I actually don't think filesystem type is relevant to my question. I
tested this out pretty thoroughly with all the journaling filesystems
available from the Fedora Core 2 kernels (Ext3, Reiser, XFS, JFS), and
although Ext3 had by far the worst local performance, it's performance
over NFS with my simple sequential write test was exactly the same as
the others. I mean, I'm talking about a single sequential write to a
10-disk RAID5 attached with 2 Gb fibre channel; whichever file system I
use on the RAID should be a whole lot faster than over NFS, and indeed
they all are, Ext3 about 3 times, the others much more.

So, unless there are hooks between the filesystem and the NFSd that are
not obvious to a user (and the fact that changing filesystems doesn't
seem to make much difference seems to rule that out) and the fact that
the NFS client seems capable of much better performance when used
against a Netapp, it makes me wonder what's going on with the server
portion.

> - Highly tuned nfs inplementation with dedicated operating system.
>
> The bruteforce linux approach is quite good for the money spent,
> but don't expect the features/performance of a way more expensive
> enterprise solution.
>
A valid point, of course, but I don't think I'm actually expecting a
single NFSd to act like an expensive Netapp. I do think that wondering
why the Netapp is twice as fast for a sequential write is a valid
question, even if the OS and NFS server subsystem are free. I was kind
of hoping someone would just say "you're getting what you should expect
to get" or "wow, that's slow, try this and this and this".
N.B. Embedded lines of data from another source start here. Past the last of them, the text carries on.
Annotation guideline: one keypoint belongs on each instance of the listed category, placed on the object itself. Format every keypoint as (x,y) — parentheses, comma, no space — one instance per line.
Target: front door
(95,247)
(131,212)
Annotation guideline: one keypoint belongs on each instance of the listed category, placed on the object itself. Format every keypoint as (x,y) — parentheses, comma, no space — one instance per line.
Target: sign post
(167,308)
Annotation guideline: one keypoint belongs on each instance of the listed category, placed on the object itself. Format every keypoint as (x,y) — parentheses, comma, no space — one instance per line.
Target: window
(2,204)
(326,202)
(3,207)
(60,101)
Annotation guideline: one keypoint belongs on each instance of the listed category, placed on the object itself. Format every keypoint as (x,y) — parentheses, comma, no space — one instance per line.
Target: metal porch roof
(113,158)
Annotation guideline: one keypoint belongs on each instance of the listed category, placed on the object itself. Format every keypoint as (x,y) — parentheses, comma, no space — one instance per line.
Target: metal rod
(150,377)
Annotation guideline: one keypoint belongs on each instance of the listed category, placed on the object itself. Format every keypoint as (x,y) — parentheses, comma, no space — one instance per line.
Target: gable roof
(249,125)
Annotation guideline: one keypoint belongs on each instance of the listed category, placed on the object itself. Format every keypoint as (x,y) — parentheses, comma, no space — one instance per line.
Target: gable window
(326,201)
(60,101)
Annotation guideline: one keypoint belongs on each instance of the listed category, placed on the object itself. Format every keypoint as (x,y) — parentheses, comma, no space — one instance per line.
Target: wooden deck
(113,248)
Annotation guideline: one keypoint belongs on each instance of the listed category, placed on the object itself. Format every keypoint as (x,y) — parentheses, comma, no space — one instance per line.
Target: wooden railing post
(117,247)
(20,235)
And I did mention that moving to the Linux/NFS/Atabeast solution was
quite a bit better than what we had before ;) I'm not really
complaining, just wondering here.

Hugh

--
Whatsoever hath no fins nor scales in the waters, that shall be an abomination unto you. - Leviticus 11:9-12
http://godhatesshrimp.com
Hugh Caley [email protected]



-------------------------------------------------------
SF.Net email is sponsored by: Discover Easy Linux Migration Strategies
from IBM. Find simple to follow Roadmaps, straightforward articles,
informative Webcasts and more! Get everything you need to get up to
speed, fast. http://ads.osdn.com/?ad_id=7477&alloc_id=16492&op=click
_______________________________________________
NFS maillist - [email protected]
https://lists.sourceforge.net/lists/listinfo/nfs

2005-07-14 19:51:05

by Chris Penney

[permalink] [raw]
Subject: Re: Performance Difference Between Linux NFS Server and Netapp

On 7/14/05, Hugh Caley <[email protected]> wrote:
>
> A valid point, of course, but I don't think I'm actually expecting a
> single NFSd to act like an expensive Netapp. I do think that wondering
> why the Netapp is twice as fast for a sequential write is a valid
> question, even if the OS and NFS server subsystem are free. I was kind
> of hoping someone would just say "you're getting what you should expect
> to get" or "wow, that's slow, try this and this and this".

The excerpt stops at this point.